The promotion man laid a slightly defective copy of it on us, so we can’t hear all of Bill Graham’s spoken introduction, but, then, that’s fate too. Facts: the album was done over a six-day period this summer. The personnel of the Miller Band at that time included Curly Jim Cooke who has since left the group. Chuck Berry: do you really know all about him?
Unfortunately this album does not tell us much. Berry has already recorded one re-make of his great hits and it was poor. If you’re looking for the Chuck Berry standards, the album you must get is a two record set with 24 songs Chuck Berry’s Golden Decade,.

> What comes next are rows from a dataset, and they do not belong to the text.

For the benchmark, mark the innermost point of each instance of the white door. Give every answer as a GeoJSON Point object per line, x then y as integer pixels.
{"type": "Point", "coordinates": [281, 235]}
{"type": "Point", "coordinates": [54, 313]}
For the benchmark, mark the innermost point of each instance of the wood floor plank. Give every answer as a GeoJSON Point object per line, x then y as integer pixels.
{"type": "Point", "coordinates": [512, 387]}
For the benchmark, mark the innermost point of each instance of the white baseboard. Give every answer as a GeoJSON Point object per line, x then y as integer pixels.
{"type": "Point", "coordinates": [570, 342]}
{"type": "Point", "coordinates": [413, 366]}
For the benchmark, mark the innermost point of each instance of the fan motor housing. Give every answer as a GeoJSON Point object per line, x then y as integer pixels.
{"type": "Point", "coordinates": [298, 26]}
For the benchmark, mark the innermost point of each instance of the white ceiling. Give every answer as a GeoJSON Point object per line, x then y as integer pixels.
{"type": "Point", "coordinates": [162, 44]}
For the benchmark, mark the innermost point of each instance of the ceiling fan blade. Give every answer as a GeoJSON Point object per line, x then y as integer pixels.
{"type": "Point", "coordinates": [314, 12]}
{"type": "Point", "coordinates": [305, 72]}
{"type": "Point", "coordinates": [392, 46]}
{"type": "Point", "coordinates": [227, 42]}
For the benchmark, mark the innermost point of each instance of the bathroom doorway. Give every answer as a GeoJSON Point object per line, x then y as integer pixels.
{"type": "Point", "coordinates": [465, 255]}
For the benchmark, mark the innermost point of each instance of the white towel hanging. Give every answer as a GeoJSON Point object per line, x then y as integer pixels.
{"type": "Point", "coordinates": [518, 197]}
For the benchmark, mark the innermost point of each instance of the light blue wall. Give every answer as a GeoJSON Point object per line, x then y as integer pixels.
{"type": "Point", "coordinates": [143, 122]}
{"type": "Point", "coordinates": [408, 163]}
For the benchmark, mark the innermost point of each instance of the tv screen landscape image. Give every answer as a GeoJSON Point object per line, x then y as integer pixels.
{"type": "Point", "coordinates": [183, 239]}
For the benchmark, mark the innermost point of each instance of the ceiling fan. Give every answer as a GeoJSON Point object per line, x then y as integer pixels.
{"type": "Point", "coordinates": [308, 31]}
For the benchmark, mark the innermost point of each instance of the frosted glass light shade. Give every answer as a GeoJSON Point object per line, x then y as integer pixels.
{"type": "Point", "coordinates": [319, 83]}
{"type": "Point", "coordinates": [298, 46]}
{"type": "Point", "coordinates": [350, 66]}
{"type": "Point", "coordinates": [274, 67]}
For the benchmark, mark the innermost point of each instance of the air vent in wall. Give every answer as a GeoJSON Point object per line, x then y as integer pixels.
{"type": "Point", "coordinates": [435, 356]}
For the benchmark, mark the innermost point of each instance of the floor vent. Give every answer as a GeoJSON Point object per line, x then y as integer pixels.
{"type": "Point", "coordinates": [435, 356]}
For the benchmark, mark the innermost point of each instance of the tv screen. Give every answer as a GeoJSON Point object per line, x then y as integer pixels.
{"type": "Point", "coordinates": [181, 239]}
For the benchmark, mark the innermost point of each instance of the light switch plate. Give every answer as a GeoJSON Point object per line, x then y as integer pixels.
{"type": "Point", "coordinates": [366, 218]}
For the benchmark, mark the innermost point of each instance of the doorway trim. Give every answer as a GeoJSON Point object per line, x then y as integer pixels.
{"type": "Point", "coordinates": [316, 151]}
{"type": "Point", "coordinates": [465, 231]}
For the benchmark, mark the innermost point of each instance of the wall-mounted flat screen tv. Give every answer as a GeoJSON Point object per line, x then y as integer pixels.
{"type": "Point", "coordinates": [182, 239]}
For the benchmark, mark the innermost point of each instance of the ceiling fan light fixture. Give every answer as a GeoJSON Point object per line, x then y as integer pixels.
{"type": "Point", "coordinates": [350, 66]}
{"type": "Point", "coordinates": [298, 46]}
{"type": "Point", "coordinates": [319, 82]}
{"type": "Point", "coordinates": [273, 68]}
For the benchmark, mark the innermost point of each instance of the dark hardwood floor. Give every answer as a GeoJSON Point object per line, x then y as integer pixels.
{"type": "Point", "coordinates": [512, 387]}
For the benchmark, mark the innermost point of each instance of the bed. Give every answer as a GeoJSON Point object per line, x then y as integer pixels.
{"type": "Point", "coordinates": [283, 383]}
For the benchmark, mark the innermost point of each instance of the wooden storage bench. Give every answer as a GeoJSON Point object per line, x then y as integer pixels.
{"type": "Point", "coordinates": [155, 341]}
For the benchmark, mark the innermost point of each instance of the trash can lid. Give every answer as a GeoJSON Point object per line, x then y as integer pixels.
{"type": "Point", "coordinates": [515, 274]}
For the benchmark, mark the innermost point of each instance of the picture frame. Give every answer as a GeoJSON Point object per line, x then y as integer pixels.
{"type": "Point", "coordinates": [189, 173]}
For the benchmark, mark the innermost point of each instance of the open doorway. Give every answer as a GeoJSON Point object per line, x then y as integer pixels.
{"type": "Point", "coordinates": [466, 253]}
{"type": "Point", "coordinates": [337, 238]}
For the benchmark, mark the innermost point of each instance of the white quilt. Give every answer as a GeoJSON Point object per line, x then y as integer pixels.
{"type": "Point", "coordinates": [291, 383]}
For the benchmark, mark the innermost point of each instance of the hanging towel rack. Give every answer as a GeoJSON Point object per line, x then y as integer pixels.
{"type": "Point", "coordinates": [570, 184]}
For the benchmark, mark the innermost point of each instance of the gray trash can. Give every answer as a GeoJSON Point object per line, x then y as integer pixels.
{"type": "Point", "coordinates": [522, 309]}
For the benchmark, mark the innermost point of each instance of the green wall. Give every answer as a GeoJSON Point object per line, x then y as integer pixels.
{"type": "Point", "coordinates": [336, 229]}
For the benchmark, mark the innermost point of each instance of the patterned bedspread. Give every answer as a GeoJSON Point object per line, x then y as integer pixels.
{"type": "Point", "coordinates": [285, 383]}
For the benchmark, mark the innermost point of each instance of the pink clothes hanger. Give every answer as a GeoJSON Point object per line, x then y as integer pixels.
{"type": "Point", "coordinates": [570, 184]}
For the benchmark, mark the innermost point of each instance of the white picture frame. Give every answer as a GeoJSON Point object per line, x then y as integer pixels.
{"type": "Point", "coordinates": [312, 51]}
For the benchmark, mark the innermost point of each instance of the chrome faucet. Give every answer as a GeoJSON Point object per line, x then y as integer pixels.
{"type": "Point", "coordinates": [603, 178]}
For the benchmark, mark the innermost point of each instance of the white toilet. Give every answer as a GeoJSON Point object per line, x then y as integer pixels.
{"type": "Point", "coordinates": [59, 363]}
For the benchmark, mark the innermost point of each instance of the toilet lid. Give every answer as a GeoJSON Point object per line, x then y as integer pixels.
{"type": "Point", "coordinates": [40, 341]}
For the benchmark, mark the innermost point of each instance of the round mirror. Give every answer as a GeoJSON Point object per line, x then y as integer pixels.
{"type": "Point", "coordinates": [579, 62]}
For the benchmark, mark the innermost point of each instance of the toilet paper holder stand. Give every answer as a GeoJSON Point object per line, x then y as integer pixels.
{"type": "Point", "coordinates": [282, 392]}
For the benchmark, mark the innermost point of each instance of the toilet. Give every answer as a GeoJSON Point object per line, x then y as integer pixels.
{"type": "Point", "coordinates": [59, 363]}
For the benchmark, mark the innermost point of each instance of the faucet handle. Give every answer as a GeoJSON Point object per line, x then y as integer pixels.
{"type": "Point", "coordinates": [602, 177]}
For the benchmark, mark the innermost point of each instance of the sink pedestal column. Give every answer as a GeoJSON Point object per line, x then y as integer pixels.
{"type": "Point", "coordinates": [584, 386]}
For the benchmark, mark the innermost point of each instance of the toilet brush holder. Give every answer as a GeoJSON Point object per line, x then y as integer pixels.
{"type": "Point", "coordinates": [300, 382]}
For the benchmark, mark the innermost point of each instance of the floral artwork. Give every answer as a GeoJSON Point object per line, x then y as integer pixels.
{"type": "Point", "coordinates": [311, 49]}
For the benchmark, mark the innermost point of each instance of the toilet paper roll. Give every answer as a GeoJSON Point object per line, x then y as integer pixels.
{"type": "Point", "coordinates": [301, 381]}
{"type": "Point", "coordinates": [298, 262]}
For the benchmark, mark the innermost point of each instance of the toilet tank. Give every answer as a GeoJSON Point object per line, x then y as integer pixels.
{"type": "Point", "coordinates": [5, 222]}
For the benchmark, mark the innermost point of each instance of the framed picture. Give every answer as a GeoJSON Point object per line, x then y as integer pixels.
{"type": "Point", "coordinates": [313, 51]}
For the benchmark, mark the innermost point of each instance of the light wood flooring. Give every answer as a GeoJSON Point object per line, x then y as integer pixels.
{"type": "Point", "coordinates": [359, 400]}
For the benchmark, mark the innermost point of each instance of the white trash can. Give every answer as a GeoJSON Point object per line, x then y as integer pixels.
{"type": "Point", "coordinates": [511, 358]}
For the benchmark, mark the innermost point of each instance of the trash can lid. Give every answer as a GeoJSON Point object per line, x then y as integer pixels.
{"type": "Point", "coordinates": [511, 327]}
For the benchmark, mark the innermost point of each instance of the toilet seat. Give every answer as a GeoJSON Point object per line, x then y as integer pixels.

Berry was wise not to attempt a live re-creation of his standards. Since his limited return to show-biz, though, he has not come up with any singularly new material. What he did was great, but since that time the generation that he raised has learned well and, as he would no doubt applaud, moved far ahead. Consequently, what is new on the record is not interesting as material; the style is familiar but old, and since Berry — one of the most original guitarists of his time — never was and still isn’t a very good technician, the guitar playing is just not very interesting.
On this record Berry pretty much sticks to Chicago style blues. The most interesting cuts are the instrumentals where Berry applies his rock guitar to Chicago blues and the Steve Miller Band comes into the foreground.
“Driftin’ Blues,” is a Paul Butterfield Band-type number, and not badly done here. “It Hurts Me Too,” a duet with Steve, is the most successful of the tracks, although Steve seems to be pushing into the foreground. The closing track is a gas; the French goodbye which flashes into “Johnny B. Good” is so much a part of Berry’s ever-present beauty — the elegance, the aura, his own self-confidence and Johnny B. Good who is, in fact, Chuck Berry himself.
The main interest of the recording is in the backing and as a curiosity. If you judge the album on the basis of what’s happening today, the judgment isn’t favorable.